Deep Convolutional Generative Adversarial Network (DCGAN)

Note

This short tutorial explores GANs, and how they work. This are my working notes as I explore the generative models landscape. Code is in PyTorch and adapted from the PyTorch DCGAN tutorial and annotated_deep_learning_paper_implementations

1 Simply, what are GANs?

GANs are a class of generative models that aim to learn and mimic the underlying probability distribution of the real data so that they can generate samples that closely resemble real data samples. This is achieved by simultaneously training two neural networks, a generator and a discriminator, in an adversarial manner. These two networks engage in a game, where the generator tries to fool the discriminator by mapping gaussian noise z to fake samples that are so realistic, such that the discriminator cannot differentiate them from real data. The ideal outcome is to reach a point of equilibrium where the generator has successfully approximated the true data distribution and the discriminator can no longer distinguish between real and fake samples.

MIT 6.S191: Deep Generative Modeling

Let x be a real data sample, D represent the discriminator function, G represent the generator function and z be a latent space vector from a standard normal distribution.

The discriminator evaluates whether the input data is real or fake.

The probability that x is real is D(x) and for the generated data, the probability that G(z) is real is D(G(z)).

Therefore intuitively, the discriminator is encouraged to output high values (close to 1) when presented with real data i.e D(x) \rightarrow 1 and low values (close to 0) when presented with generated data i.e D(G(z)) \rightarrow 0 or [1 - D(G(z))] \rightarrow 1.

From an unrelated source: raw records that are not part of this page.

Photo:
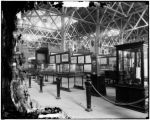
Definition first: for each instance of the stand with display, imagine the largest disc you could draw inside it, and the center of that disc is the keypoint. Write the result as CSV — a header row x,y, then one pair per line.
x,y
132,72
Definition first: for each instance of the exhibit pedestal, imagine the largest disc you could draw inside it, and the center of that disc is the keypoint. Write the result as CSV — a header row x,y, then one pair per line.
x,y
99,84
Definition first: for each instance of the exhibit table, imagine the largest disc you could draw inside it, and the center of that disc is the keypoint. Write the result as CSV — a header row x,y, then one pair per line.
x,y
71,75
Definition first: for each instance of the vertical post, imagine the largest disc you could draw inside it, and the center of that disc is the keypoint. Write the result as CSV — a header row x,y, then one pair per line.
x,y
68,85
142,65
88,93
29,81
63,30
41,83
96,44
58,87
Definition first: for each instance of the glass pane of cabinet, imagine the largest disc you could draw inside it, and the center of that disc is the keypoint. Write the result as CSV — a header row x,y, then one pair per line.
x,y
133,65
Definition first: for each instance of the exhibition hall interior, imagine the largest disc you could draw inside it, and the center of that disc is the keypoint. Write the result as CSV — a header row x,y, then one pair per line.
x,y
72,60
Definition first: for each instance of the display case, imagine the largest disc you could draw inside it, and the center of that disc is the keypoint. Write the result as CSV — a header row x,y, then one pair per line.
x,y
132,72
42,55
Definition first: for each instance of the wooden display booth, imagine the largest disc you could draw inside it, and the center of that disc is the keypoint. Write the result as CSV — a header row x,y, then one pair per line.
x,y
98,81
132,72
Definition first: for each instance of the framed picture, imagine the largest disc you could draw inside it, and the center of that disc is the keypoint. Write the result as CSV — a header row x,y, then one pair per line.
x,y
57,58
65,57
73,68
87,59
74,59
41,57
52,59
80,59
102,60
87,68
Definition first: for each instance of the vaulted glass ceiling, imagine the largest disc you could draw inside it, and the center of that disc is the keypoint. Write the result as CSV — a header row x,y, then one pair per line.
x,y
118,22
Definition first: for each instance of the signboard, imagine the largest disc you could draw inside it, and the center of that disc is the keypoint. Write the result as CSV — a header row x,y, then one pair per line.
x,y
52,59
74,59
80,59
57,58
87,59
65,57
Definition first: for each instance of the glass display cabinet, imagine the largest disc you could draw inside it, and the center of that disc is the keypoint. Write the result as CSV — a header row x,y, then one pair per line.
x,y
132,72
107,66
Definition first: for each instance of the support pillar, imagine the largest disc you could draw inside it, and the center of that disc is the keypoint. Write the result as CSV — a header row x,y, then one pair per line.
x,y
88,93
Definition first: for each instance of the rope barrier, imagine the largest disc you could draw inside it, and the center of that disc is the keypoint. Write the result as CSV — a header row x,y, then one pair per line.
x,y
118,103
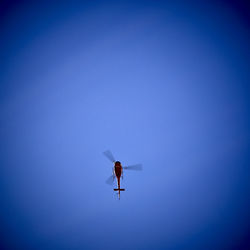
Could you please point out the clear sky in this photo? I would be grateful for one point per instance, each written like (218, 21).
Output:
(158, 83)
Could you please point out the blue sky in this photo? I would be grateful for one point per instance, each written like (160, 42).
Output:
(158, 83)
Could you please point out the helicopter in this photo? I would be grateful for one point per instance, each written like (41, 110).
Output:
(118, 171)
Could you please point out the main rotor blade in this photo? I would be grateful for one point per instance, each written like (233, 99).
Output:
(110, 180)
(109, 155)
(136, 167)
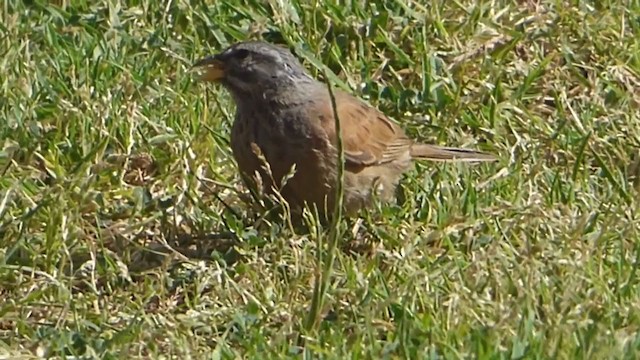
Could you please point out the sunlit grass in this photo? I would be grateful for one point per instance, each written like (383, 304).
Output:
(125, 232)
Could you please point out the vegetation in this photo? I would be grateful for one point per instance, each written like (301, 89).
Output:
(125, 232)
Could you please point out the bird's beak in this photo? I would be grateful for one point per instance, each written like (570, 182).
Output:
(209, 68)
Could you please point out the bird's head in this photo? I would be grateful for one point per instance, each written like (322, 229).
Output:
(252, 67)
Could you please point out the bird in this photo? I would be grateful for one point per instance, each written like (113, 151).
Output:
(283, 135)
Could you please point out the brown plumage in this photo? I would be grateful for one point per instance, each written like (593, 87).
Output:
(288, 116)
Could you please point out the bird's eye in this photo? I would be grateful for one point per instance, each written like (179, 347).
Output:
(242, 54)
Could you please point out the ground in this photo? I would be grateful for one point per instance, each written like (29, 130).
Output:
(125, 232)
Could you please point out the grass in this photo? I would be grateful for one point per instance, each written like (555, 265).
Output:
(124, 233)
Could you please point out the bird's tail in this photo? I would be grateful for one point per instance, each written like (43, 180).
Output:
(439, 153)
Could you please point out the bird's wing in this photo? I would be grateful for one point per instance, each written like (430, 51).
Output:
(368, 136)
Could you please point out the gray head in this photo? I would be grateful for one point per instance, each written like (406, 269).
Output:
(250, 68)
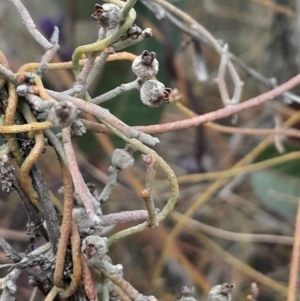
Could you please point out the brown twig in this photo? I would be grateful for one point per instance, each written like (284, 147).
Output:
(65, 228)
(80, 186)
(87, 280)
(294, 273)
(149, 129)
(151, 165)
(10, 120)
(25, 179)
(77, 264)
(124, 285)
(106, 117)
(227, 111)
(247, 237)
(21, 128)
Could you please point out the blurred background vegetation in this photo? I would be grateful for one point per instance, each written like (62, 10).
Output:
(262, 33)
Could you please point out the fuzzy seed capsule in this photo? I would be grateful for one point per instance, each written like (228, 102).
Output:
(153, 93)
(108, 15)
(63, 114)
(145, 65)
(122, 159)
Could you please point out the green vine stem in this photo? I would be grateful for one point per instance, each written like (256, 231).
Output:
(101, 45)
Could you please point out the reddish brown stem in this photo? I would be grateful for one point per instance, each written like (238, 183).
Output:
(65, 228)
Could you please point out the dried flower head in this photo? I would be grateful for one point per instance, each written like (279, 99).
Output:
(153, 93)
(122, 158)
(6, 174)
(63, 114)
(220, 292)
(187, 294)
(134, 32)
(108, 15)
(145, 65)
(94, 247)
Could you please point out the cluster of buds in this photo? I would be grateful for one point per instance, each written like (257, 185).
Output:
(63, 114)
(153, 93)
(6, 174)
(122, 158)
(108, 16)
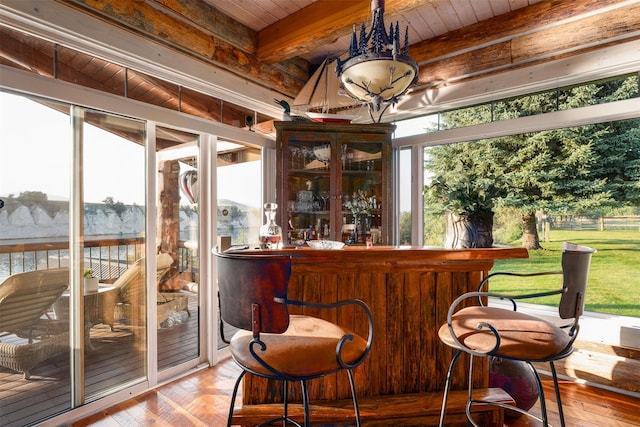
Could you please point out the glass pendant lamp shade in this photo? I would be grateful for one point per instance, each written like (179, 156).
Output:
(377, 79)
(377, 70)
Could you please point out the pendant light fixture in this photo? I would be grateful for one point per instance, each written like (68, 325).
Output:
(378, 71)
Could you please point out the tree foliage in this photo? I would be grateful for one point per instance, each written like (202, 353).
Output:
(564, 171)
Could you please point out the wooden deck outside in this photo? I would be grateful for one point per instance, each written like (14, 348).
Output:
(108, 363)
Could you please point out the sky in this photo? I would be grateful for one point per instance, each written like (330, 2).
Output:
(43, 150)
(40, 155)
(44, 159)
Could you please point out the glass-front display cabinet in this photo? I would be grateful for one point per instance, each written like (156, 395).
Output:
(334, 182)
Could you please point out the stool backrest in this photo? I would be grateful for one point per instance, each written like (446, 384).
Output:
(576, 260)
(252, 289)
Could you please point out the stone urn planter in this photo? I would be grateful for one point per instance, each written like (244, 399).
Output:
(469, 230)
(90, 282)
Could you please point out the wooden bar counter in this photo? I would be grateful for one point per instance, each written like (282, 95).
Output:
(409, 290)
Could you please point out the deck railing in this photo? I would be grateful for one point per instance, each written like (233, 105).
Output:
(108, 257)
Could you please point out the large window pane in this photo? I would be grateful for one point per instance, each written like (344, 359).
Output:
(576, 184)
(35, 147)
(114, 241)
(239, 193)
(178, 271)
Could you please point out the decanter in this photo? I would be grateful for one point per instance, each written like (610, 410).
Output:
(270, 232)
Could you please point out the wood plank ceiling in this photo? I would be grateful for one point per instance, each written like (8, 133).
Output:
(278, 43)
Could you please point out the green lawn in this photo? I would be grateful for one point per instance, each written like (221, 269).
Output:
(614, 278)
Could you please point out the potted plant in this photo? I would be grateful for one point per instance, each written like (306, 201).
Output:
(90, 282)
(469, 206)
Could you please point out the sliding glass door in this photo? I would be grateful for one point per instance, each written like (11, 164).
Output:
(177, 281)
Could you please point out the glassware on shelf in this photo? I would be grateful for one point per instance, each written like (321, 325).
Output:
(270, 233)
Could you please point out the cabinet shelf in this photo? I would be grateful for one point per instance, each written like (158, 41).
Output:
(314, 191)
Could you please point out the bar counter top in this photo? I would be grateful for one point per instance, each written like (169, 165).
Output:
(409, 290)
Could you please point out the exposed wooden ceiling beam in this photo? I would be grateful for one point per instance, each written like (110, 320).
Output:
(511, 41)
(317, 24)
(152, 20)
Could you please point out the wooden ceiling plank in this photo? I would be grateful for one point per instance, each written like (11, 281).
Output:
(212, 20)
(165, 28)
(298, 32)
(319, 23)
(504, 26)
(611, 25)
(564, 40)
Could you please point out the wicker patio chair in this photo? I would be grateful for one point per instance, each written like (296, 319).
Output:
(25, 299)
(131, 296)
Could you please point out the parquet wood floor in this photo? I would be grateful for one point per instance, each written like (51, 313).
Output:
(202, 399)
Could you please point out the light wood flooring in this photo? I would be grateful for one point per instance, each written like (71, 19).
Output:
(202, 399)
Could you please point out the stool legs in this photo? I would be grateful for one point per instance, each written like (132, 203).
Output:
(447, 387)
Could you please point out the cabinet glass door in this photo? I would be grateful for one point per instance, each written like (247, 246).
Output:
(361, 192)
(308, 191)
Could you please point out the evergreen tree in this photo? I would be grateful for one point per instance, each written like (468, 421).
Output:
(561, 171)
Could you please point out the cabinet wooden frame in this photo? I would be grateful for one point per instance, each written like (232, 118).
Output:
(372, 174)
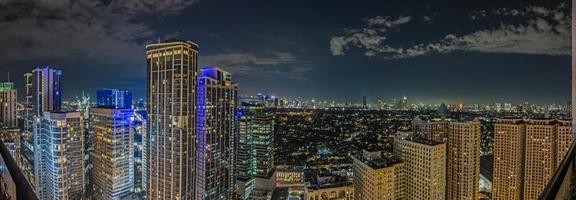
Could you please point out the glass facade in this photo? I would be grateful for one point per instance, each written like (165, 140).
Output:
(171, 95)
(216, 122)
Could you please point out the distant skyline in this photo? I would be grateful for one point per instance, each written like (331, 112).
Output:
(442, 51)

  • For real data x, the discriminator is penalized if it predicts x as fake, so the discriminator tries to maximize the probability log(D(x)).

  • For generated data G(z), the discriminator is penalized if it predicts G(z) as real, so the discriminator tries to maximize the probability log(1 - D(G(z))).

  • The generator in turn tries to minimize the probability that the discriminator will predict G(z) as fake, so the generator tries to maximize log(D(G(z))) or equivalently minimize log(1 - D(G(z))).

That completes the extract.